Start time: 9.00 am GMT
End time: 11.00 am GMT
Announcement from the European Actuarial Academy organiser: Actuarial analytics found its way into several areas of the insurance value chain, mostly through the use of tools from supervised learning such as linear or tree-based regression. On the other hand, unsupervised learning, such as partitional clustering, seems to be used rather less despite its potential to gain insights into high-dimensional insurance data sets.
Cluster analysis is the task of grouping a set of objects (often data points) in such a way that objects in the same group (called a cluster) are more similar to each other than to those in other groups. In contrast to simple segmentation (e.g. by geographical location only), Clustering uses several features to differentiate among those groups. Potential applications are manifold and centred around questions such as, for example:
• In which customer segments do we mainly generate new business?
• Which typical customer should we have in mind while designing new insurance products?

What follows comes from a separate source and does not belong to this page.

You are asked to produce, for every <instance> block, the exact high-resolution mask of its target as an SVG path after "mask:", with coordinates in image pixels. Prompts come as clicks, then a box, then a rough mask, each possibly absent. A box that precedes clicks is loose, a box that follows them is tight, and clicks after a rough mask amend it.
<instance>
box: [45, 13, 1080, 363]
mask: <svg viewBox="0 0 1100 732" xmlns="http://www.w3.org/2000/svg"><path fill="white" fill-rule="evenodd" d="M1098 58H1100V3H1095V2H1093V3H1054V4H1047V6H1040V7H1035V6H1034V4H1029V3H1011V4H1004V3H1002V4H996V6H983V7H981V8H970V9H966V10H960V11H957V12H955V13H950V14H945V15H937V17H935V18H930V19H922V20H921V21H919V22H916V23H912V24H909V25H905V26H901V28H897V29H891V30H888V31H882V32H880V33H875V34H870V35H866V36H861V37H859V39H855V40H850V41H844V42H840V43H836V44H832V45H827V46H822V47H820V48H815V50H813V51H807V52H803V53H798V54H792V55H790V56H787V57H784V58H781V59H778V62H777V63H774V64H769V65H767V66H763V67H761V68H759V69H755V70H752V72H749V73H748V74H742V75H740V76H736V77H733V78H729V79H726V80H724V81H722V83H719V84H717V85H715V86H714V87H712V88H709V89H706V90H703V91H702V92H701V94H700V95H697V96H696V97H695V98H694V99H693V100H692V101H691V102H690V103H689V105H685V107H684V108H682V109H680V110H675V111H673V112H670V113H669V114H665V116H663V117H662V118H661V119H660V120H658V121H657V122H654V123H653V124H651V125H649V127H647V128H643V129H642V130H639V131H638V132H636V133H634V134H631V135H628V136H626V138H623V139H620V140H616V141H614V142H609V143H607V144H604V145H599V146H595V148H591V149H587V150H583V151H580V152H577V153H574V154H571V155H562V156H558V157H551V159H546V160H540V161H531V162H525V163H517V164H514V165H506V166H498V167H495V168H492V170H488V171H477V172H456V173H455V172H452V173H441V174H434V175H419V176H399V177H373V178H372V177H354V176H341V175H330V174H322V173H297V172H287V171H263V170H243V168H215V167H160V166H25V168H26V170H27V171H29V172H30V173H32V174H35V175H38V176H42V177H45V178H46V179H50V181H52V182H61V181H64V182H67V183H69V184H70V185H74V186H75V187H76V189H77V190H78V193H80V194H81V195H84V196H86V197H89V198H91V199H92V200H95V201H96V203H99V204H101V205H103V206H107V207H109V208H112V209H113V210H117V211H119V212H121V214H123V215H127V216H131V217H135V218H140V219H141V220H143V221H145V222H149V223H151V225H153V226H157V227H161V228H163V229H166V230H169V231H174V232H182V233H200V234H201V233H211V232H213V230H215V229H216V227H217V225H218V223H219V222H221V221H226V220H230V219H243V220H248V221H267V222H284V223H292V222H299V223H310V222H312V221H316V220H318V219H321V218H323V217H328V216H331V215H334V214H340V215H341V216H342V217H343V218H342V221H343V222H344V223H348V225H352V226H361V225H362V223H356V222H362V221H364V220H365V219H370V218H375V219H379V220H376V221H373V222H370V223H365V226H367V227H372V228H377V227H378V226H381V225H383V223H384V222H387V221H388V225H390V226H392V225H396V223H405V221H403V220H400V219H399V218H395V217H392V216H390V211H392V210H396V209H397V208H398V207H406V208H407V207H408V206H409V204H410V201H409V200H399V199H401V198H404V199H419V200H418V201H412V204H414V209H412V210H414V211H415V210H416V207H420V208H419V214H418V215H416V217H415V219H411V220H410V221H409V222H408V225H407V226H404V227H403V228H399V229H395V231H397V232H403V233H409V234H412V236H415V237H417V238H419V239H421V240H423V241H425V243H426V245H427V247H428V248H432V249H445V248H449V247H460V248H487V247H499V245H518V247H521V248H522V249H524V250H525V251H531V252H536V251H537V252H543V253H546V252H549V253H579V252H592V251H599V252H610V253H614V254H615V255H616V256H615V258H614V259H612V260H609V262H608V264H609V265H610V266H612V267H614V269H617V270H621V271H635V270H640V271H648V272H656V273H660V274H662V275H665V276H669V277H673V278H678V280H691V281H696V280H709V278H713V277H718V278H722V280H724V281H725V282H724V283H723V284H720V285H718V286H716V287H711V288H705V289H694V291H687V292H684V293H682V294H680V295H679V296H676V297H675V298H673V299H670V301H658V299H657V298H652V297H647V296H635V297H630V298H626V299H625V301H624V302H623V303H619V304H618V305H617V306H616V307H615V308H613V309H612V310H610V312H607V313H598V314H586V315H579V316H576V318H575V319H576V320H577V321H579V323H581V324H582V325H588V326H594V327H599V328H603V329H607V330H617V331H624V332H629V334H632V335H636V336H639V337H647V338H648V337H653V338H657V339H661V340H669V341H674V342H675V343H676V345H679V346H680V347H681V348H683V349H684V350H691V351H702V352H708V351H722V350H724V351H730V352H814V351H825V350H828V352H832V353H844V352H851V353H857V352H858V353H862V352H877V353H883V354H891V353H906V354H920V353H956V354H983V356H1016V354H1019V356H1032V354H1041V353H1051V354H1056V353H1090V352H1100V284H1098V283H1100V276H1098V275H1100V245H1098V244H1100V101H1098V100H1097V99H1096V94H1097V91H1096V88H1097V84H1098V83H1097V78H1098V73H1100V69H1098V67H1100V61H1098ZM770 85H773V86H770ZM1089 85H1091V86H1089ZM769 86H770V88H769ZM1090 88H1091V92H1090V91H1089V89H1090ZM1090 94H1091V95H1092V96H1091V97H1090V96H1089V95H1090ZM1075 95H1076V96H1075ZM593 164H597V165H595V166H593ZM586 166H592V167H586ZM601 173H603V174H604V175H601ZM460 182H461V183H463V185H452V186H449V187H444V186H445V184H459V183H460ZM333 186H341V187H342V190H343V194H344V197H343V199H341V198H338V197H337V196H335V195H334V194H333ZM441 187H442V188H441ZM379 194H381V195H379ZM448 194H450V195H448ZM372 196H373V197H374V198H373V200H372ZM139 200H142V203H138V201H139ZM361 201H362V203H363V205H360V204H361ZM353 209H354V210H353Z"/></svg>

• How can we make use of granular information, such as diagnose or treatment codes, for example, while dealing with a limited number of observations or claims?
• How can we identify outliers in our underwriting or claims process?
The course provides an introduction into clustering that does not require any previous knowledge in this area and shall give the participant a jump start to work on his/her own problems. Thus we put a focus on typical stumbling blocks arising when clustering techniques are applied in practice such as interpretability, missing values and mixed data types.
The web session is open to all interested persons. Previous knowledge about partitional clustering is not required, however, basic statistical knowledge is recommended.
Technical requirements: Please check with your IT department if your firewall and computer settings support web session participation (the programme GotoTraining/GotoWebinar is used for the web session).
Your early-bird registration fee is € 100.00 plus 19% VAT for bookings by 22 March 2021. After this date, the fee will be € 140.00 plus 19% VAT.
- Introduction into standard clustering techniques
- Feature selection
- Cluster validation
- Visualization techniques for clustering results such as transformation or perturbation based approaches
- Brief introduction into the imputation of missing values in pre-processing or during clustering
- Clustering of mixed data types (numerical and categorical features)
The theoretical explanations will be accompanied by a practical example in R on a public data set showcasing a typical insurance application.
Dr. Oliver Pfaffel
Oliver has been woking in the reinsurance industry for the past 8 years. He is currently specializing in the use of artificial intelligence for automatic underwriting and information extraction from text. Prior to this role, he was working as an actuarial data analyst using supervised machine learning techniques for advanced pricing approaches, and in risk management working on Solvency II related topics such as model validation. Dr Pfaffel has a PhD in mathematical statistics from the Technical University of Munich (TUM) with research stays at the National University of Singapore and the Columbia University in the City of New York. At TUM, he lectured a course on life insurance mathematics for master students. He has several peer-reviewed publications in the areas of financial mathematics and random matrix theory and is the author / maintainer of the CRAN packages FeatureImpCluster and ClustImpute.